前回はマイコンがどうやって動いているかをみてみました。またFMマイコン「MB9BF568R」を例にLEDを光らせる方法を説明しました。今回は、さらに「MB9BF568R」の周辺機能を利用して、もう少し複雑にLEDを光らせる方法を説明します。そして、これまで説明してきたマイコンが私たちの生活にどのように役立っているか考えてみましょう。
前回(第3回:マイコンはどうやって動くのか? 〜LEDを光らせてみる〜)は、「汎用I/Oポート」を制御し、Hレベル/Lレベルを出力させLEDを点けたり消したりしました。今回は、LEDをただ光らせるだけではなく、一定の間隔で点けたり消したり、また明るさをゆっくり変えたりといったもう少し複雑な制御をFMマイコン「MB9BF568R」を例として説明します。
まず、"LEDを一定間隔で点滅させる制御"について考えてみましょう。
LEDを一定間隔で点滅させるということは、ある一定の時間が経過した後Hレベルを出力し、さらに一定時間が経過した後Lレベルを出力させるという繰り返しの制御が必要です。その一定時間の計測や、H_Lレベルの出力をさせるために周辺機能の中のタイマを使用します。

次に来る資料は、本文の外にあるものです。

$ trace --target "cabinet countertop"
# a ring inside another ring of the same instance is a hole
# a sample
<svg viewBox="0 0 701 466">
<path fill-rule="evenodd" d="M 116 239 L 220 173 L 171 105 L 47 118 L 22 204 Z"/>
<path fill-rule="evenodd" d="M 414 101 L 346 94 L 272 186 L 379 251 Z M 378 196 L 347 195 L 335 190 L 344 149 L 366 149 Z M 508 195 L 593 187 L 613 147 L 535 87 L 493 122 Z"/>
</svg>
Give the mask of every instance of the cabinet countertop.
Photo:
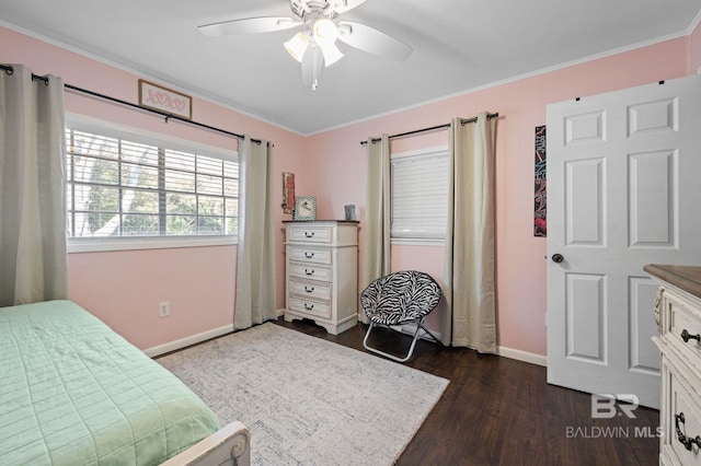
<svg viewBox="0 0 701 466">
<path fill-rule="evenodd" d="M 643 270 L 675 287 L 701 298 L 701 267 L 650 264 Z"/>
</svg>

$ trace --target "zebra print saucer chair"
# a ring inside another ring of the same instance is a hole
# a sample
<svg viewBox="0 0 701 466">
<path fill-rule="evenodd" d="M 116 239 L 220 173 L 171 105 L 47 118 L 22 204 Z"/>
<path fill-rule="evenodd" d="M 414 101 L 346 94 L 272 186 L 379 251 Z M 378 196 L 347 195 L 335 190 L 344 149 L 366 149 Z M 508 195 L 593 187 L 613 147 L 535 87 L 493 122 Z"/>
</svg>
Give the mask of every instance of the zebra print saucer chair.
<svg viewBox="0 0 701 466">
<path fill-rule="evenodd" d="M 436 308 L 441 295 L 443 292 L 436 280 L 428 273 L 416 270 L 402 270 L 372 281 L 360 294 L 360 305 L 370 319 L 370 327 L 363 340 L 365 349 L 398 362 L 406 362 L 414 353 L 420 330 L 424 330 L 434 341 L 440 343 L 438 338 L 424 326 L 424 318 Z M 368 337 L 372 328 L 410 323 L 416 324 L 416 330 L 404 358 L 368 346 Z"/>
</svg>

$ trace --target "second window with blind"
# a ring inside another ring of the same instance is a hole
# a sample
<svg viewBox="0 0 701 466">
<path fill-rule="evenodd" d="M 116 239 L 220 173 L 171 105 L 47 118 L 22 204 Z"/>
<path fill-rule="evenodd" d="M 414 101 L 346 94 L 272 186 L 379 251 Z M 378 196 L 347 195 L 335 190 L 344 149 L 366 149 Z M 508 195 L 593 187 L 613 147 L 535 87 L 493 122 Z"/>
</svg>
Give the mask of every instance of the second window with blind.
<svg viewBox="0 0 701 466">
<path fill-rule="evenodd" d="M 446 238 L 448 148 L 392 154 L 392 243 L 438 243 Z"/>
</svg>

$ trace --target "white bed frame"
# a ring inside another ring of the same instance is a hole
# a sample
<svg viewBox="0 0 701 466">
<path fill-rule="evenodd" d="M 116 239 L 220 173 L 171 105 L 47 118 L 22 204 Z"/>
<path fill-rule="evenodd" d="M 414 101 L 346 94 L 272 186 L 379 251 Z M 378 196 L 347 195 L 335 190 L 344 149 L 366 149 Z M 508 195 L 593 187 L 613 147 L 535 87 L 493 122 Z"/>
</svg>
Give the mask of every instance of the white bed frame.
<svg viewBox="0 0 701 466">
<path fill-rule="evenodd" d="M 161 466 L 250 466 L 251 432 L 234 421 L 173 456 Z"/>
</svg>

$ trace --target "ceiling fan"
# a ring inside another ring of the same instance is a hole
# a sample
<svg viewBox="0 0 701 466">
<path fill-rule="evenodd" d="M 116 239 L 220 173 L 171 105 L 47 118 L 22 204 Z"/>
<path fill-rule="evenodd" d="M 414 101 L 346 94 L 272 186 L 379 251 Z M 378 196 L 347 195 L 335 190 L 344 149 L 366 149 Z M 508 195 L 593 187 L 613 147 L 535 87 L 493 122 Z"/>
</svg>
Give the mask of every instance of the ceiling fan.
<svg viewBox="0 0 701 466">
<path fill-rule="evenodd" d="M 292 18 L 244 18 L 205 24 L 198 28 L 205 35 L 218 37 L 299 27 L 297 34 L 284 45 L 289 55 L 301 63 L 302 82 L 311 85 L 312 91 L 315 91 L 323 67 L 329 67 L 343 58 L 343 53 L 336 46 L 336 39 L 360 50 L 397 61 L 404 61 L 412 54 L 412 47 L 374 27 L 352 21 L 338 21 L 342 13 L 353 10 L 365 1 L 289 0 Z"/>
</svg>

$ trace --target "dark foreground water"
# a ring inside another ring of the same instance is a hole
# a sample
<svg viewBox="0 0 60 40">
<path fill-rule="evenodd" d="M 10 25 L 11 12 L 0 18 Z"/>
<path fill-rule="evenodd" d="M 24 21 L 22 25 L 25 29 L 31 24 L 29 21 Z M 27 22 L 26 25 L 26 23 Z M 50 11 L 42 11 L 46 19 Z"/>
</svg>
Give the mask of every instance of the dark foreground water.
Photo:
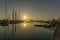
<svg viewBox="0 0 60 40">
<path fill-rule="evenodd" d="M 35 27 L 34 23 L 0 26 L 0 40 L 51 40 L 54 29 Z"/>
</svg>

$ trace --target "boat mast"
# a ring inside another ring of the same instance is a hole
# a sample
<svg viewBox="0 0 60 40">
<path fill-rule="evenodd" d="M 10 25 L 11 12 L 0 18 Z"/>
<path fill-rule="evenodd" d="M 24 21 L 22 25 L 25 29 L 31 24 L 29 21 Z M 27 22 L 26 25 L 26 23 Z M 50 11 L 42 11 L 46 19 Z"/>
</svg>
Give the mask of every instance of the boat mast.
<svg viewBox="0 0 60 40">
<path fill-rule="evenodd" d="M 5 19 L 7 19 L 6 17 L 7 17 L 7 0 L 5 0 Z"/>
</svg>

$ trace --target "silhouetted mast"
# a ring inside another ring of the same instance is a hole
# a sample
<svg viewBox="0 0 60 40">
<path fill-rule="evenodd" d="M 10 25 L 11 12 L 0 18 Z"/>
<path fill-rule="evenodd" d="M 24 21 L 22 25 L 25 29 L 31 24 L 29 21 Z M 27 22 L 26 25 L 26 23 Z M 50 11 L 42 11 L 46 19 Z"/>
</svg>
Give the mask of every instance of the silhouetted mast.
<svg viewBox="0 0 60 40">
<path fill-rule="evenodd" d="M 7 17 L 7 0 L 5 0 L 5 19 L 7 19 L 6 17 Z"/>
</svg>

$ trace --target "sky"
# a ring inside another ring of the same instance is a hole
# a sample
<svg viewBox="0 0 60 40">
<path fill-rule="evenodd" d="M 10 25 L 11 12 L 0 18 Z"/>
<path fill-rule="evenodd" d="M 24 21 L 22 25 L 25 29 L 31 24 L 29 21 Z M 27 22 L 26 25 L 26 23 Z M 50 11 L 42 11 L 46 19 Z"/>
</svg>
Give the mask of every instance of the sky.
<svg viewBox="0 0 60 40">
<path fill-rule="evenodd" d="M 0 18 L 4 17 L 5 1 L 0 0 Z M 7 14 L 12 16 L 13 9 L 19 17 L 49 19 L 60 16 L 60 0 L 7 0 Z"/>
</svg>

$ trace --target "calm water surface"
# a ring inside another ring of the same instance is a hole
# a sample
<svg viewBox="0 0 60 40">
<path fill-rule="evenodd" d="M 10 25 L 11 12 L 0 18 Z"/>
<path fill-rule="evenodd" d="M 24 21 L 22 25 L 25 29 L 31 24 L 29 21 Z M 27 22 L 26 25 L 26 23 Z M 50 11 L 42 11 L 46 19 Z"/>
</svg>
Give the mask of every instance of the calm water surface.
<svg viewBox="0 0 60 40">
<path fill-rule="evenodd" d="M 36 23 L 0 26 L 0 40 L 51 40 L 54 29 L 35 27 Z"/>
</svg>

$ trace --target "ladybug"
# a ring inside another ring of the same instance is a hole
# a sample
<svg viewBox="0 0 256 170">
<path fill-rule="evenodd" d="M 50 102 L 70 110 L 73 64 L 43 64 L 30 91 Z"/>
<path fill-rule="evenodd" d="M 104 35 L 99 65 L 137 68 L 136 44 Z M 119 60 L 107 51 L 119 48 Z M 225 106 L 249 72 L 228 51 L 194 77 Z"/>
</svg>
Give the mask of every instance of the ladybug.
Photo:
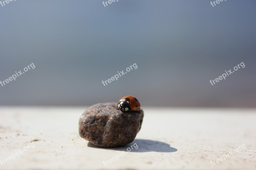
<svg viewBox="0 0 256 170">
<path fill-rule="evenodd" d="M 139 100 L 133 96 L 127 96 L 119 100 L 117 108 L 122 111 L 137 111 L 140 109 Z"/>
</svg>

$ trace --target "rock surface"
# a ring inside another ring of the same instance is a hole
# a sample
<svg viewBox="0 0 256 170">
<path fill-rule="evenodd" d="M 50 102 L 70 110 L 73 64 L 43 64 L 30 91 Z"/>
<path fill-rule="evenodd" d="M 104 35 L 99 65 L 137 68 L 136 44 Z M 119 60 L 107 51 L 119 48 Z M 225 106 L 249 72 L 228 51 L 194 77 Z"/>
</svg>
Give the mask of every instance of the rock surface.
<svg viewBox="0 0 256 170">
<path fill-rule="evenodd" d="M 80 136 L 98 146 L 111 147 L 132 142 L 140 129 L 143 111 L 122 112 L 116 103 L 88 107 L 79 120 Z"/>
</svg>

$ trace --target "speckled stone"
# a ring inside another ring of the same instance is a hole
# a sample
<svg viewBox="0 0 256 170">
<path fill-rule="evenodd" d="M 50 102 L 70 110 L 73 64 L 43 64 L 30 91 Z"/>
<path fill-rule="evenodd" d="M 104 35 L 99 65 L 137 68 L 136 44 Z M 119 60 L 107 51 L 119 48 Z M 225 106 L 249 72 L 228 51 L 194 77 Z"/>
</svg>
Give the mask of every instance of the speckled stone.
<svg viewBox="0 0 256 170">
<path fill-rule="evenodd" d="M 80 136 L 93 144 L 111 147 L 132 142 L 140 129 L 143 111 L 122 112 L 116 103 L 95 105 L 88 107 L 79 120 Z"/>
</svg>

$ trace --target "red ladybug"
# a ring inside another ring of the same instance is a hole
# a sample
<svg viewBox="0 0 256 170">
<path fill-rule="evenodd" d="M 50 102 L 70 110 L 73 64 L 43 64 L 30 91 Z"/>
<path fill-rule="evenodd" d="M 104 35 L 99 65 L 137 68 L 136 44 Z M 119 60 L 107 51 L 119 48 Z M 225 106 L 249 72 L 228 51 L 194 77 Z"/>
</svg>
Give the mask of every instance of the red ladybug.
<svg viewBox="0 0 256 170">
<path fill-rule="evenodd" d="M 139 100 L 134 97 L 127 96 L 119 100 L 117 108 L 123 112 L 137 111 L 140 109 L 140 104 Z"/>
</svg>

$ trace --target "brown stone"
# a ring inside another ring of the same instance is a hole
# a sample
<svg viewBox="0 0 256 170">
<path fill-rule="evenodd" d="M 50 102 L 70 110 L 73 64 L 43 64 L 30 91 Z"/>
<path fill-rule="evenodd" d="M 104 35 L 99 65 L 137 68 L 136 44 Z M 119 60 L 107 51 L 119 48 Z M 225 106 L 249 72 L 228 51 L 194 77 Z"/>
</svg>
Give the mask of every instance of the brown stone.
<svg viewBox="0 0 256 170">
<path fill-rule="evenodd" d="M 122 112 L 117 103 L 107 103 L 88 107 L 79 120 L 80 136 L 98 146 L 115 147 L 132 142 L 140 129 L 144 113 Z"/>
</svg>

MB9BF568Rにはさまざまなタイマが搭載されおり、今回はその中でも「ベースタイマ」の「PWMタイマ」機能を使用してLEDの点滅制御を行います。
LEDの制御を説明する前に、「PWMタイマ」とはどういう機能なのかを説明します。
PWMタイマは、ある一定の周期の中でHレベル出力を行う期間とLレベル出力を行う期間の比率を変えたパルスを出力できます。このHレベルとLレベルの期間の割合をデューティ比といい、このデューティ比を変えることにより、モータなどさまざまなものを制御することができます。また、PWMタイマ出力をローパスフィルタに通すことで簡易的なD-Aコンバータとして使用することもできます。
さて、このPWMタイマを使ってどのようにLEDの点滅制御をするのかを、具体的に説明していきます。
プログラムを作成する前に決めなければいけないことは、点滅を繰り返す周期とその周期の中でLEDを点灯させておく期間(Hレベルの期間)です。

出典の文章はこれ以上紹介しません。